In a recent study of local anaesthesia RCTs, over half the RCTs used an invasive ‘placebo’ control. The ‘placebo’ interventions mostly involved deep‐needle insertion through body tissues with potential damage to nerves, vessels and other structures such as liver and bowel. These interventions exposed control group participants to risks of serious morbidity. The invasive ‘placebos’ equated to grade 3 or 4 on the Serious Harm and Morbidity (SHAM) 0–4 point scale, a scale that was recently developed to assess the degree of invasiveness, and therefore risk of harm, of placebos used in local anaesthesia research (specifically, nerve block trials). The SHAM risks in patients allocated to a control group are designated: grade 0 = no risk (no intervention); grade 1 = minimal risk (for example, skin allergy to dressing); grade 2 = minor risk (for example, subcutaneous haematoma, infection); grade 3 = moderate risk (with or without placebo injection) (for example, neuropraxia); and grade 4 = major risk (blindness in eye block controls, bowel perforation or liver laceration in transversus abdominis plane (TAP) block controls). It should be noted that the SHAM scale was not intended for use in pharmacological trials where intravenous saline is used as a placebo control for administration of an intravenous study drug. The same researchers also found that some ethics committees rejected studies because of ethical concerns about the control group, whereas other ethics committees approved the use of the same control; these examples illustrate the considerable differences in opinion in whether it is ethical to use invasive ‘placebo’ controls.

We suggest that invasive ‘placebos’ that risk serious harm are unnecessary for scientific validity. There are examples where the study can be adequately blinded using a less invasive alternative with little or no compromise to the scientific validity of the trial. For example, in investigations of TAP blocks, the invasive ‘placebo’ control injection of saline risks liver laceration and bowel perforation. However, control group patients and outcome assessors could be blinded by using the same preparation in the control group as the intervention group, but without the skin penetration. The site of the block could be prepared with antiseptic and draped, ultrasound used to identify nerves, the skin indented with a blunt cannula, and any other manoeuvre performed to mimic the intervention non‐invasively. Dressings can then be placed in an identical way in both groups. “This process would confer on control group patients a SHAM‐1, rather than a SHAM‐4, risk, and yet still allow for a double‐blind study design without exposing control participants to an invasive procedure.” In many cases an identical dressing in control group participants, over the sham block site, may be all that is required for patients and outcome assessors to be blinded. When no suitable alternative is possible, outcome assessors can usually be blinded without an invasive ‘placebo’. While proponents of invasive ‘placebos’ may point out that, “Clinical trials are not designed to promote the patient's best interest; they are designed to answer valuable scientific questions”, most clinical trials do not need an invasive ‘placebo’ for them to be considered useful and scientifically valid. Trials using an invasive ‘placebo’ control frequently expose control group participants to serious risks to which they would never be exposed in the clinical setting.

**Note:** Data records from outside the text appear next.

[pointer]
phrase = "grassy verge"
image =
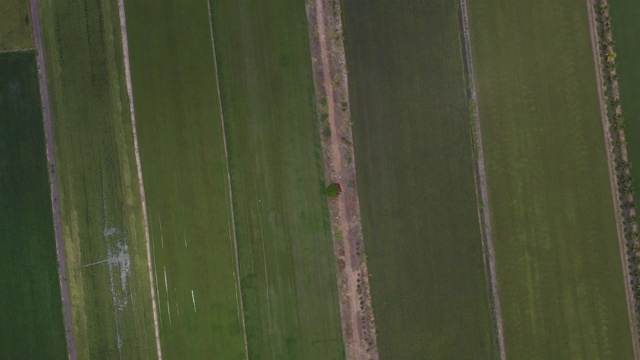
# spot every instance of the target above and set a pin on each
(15, 25)
(99, 197)
(284, 240)
(184, 170)
(415, 164)
(558, 261)
(30, 307)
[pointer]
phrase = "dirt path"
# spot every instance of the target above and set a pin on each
(127, 71)
(229, 188)
(482, 185)
(53, 179)
(330, 76)
(613, 179)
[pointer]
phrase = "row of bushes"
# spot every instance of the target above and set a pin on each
(623, 166)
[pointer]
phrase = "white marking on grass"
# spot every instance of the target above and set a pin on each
(184, 234)
(229, 188)
(166, 288)
(96, 263)
(127, 72)
(161, 233)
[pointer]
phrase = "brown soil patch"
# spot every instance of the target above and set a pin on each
(330, 76)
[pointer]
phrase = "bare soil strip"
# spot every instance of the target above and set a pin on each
(53, 180)
(229, 188)
(127, 71)
(613, 180)
(16, 50)
(332, 97)
(489, 255)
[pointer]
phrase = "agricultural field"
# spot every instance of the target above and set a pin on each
(415, 164)
(185, 176)
(30, 305)
(285, 246)
(99, 195)
(626, 33)
(15, 25)
(558, 259)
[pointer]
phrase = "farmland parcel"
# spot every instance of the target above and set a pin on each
(99, 197)
(416, 182)
(30, 307)
(283, 231)
(184, 169)
(558, 261)
(15, 25)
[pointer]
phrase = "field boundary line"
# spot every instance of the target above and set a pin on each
(229, 187)
(331, 88)
(482, 183)
(127, 71)
(19, 50)
(53, 180)
(613, 179)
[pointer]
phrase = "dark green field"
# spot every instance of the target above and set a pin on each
(416, 180)
(285, 247)
(558, 259)
(99, 194)
(184, 169)
(626, 33)
(15, 25)
(30, 307)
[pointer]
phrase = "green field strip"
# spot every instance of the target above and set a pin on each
(15, 25)
(100, 203)
(32, 325)
(558, 259)
(282, 221)
(626, 34)
(185, 177)
(414, 158)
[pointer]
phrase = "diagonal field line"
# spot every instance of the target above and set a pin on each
(482, 179)
(229, 188)
(53, 180)
(127, 71)
(597, 62)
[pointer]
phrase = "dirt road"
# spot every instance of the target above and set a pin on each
(53, 179)
(330, 76)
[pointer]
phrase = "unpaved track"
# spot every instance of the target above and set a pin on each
(482, 182)
(127, 71)
(330, 76)
(613, 179)
(53, 179)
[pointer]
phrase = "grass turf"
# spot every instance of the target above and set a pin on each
(15, 25)
(626, 33)
(30, 308)
(415, 166)
(558, 261)
(99, 193)
(184, 169)
(285, 247)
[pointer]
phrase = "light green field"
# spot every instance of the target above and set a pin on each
(99, 194)
(415, 168)
(558, 260)
(15, 25)
(30, 307)
(285, 247)
(184, 169)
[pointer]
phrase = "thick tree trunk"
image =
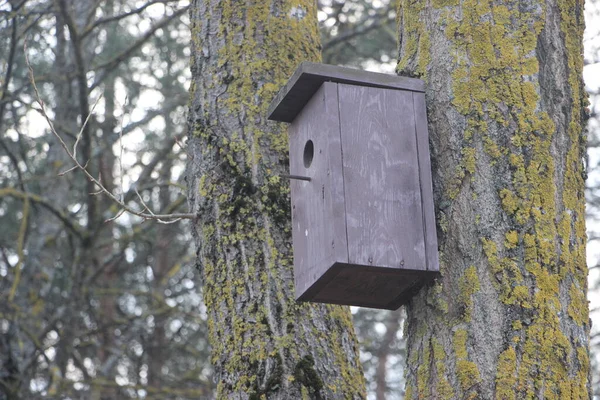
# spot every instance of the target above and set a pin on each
(265, 345)
(508, 317)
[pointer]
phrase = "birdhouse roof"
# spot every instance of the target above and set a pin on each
(309, 76)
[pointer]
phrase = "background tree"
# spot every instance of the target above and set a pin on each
(508, 318)
(89, 308)
(265, 345)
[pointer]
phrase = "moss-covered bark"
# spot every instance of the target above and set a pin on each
(265, 345)
(508, 317)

The adequacy of the consent process, particularly in the context of vulnerable populations such as children, has also been questioned recently by two of the authors, especially if an invasive intervention risking serious harm is to be administered to control‐group patients that would never be used in a clinical situation, for example, injections of saline into the eye, epidural space or abdomen. Several paediatric studies have exposed children allocated to control groups to risks of suffering a permanent nerve injury, a globe perforation of the eye or an epidural haematoma. It is difficult to imagine a parent agreeing to an invasive procedure risking serious harm to their child with no possible benefit. Indeed, it is likely that many patients will not understand the full implications of participating in a study and will trust their doctor or researcher to do the right thing ethically by not placing them at unnecessary risk.

Studies with SHAM grade 3 or 4 are considered to be those with an invasive ‘placebo’ where control participants are placed at potential serious risk. These controls are non‐compliant with the Declaration of Helsinki, whereby “patients who receive placebo or no treatment will not be subject to any risk of serious or irreversible harm.” This Declaration is a statement of ethical principles for medical research involving human participants. It is currently endorsed by medical associations from 85 countries and accepted almost universally as the “bedrock of protection for research subjects” when conducting clinical trials. The Declaration states that there exists “an ethical onus on the doctor never to sacrifice the interests of the individual in the interests of science and society”. Many journals explicitly state that they will only publish studies where the methodology is consistent with the Declaration.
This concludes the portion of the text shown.